Dal 2019 comprare biglietti per i concerti e gli eventi più attesi sul territorio italiano potrebbe essere finalmente più semplice: in un emendamento alla manovra di bilancio proposto dal Movimento 5 Stelle si prevede infatti l'obbligo per gli organizzatori di eventi a grande affluenza di utilizzare per l'accesso un sistema basato su biglietti nominali — una pratica pensata per porre fine al fenomeno del bagarinaggio online, o secondary ticketing.

Chi frequenta concerti di artisti affermati conosce l'argomento fin troppo bene, perché la storia che si ripete nel tentare di acquistare un biglietto è spesso simile: pochi secondi dopo l'apertura delle vendite presso i rivenditori ufficiali, il concerto è tutto esaurito. Per avere una speranza di godersi l'evento tocca rivolgersi a soggetti terzi, che hanno acquistato in un attimo tutti i biglietti disponibili tramite software programmati appositamente e li hanno rimessi in vendita a prezzi maggiorati.

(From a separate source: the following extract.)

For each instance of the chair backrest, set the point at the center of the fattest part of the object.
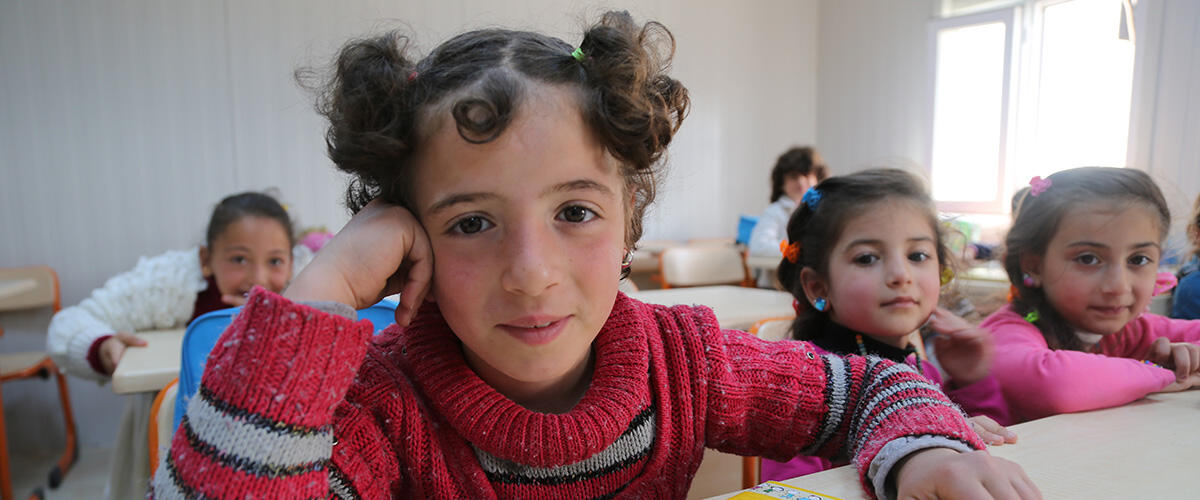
(203, 332)
(24, 288)
(695, 265)
(773, 329)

L'emendamento si propone di modificare la legge 11 dicembre 2016, n. 232, in materia di "vendita dei titoli di accesso a spettacoli da parte di soggetti diversi dai titolari dei sistemi per la loro emissione", e in particolare prevede controlli all'ingresso degli eventi ad alta affluenza, da allestire a spese degli organizzatori. Per definire la tipologia di eventi interessata, il testo si parla di location da almeno 1000 posti, anche se la soglia è stata da più parti criticata e potrebbe essere alzata a 5000; il rischio infatti è che l'organizzazione di spettacoli come partite di calcio dilettantistiche e altri eventi minori finisca schiacciata per via dei costi necessari a mettere in piedi il sistema di controlli previsto.

Se l'emendamento dovesse passare (la votazione è prevista per questa settimana) a questi spettacoli sarebbe dunque necessario presentarsi con un documento di identità valido, poiché senza non verrebbe consentito l'accesso. Infine, chi volesse vendere il biglietto in proprio possesso potrebbe comunque farlo: i rivenditori autorizzati dovrebbero infatti occuparsi anche della rivendita secondaria dei biglietti, senza applicare per i nuovi acquirenti alcun rincaro se non quello relativo alla pratica di intermediazione e di modifica dell'intestazione nominale.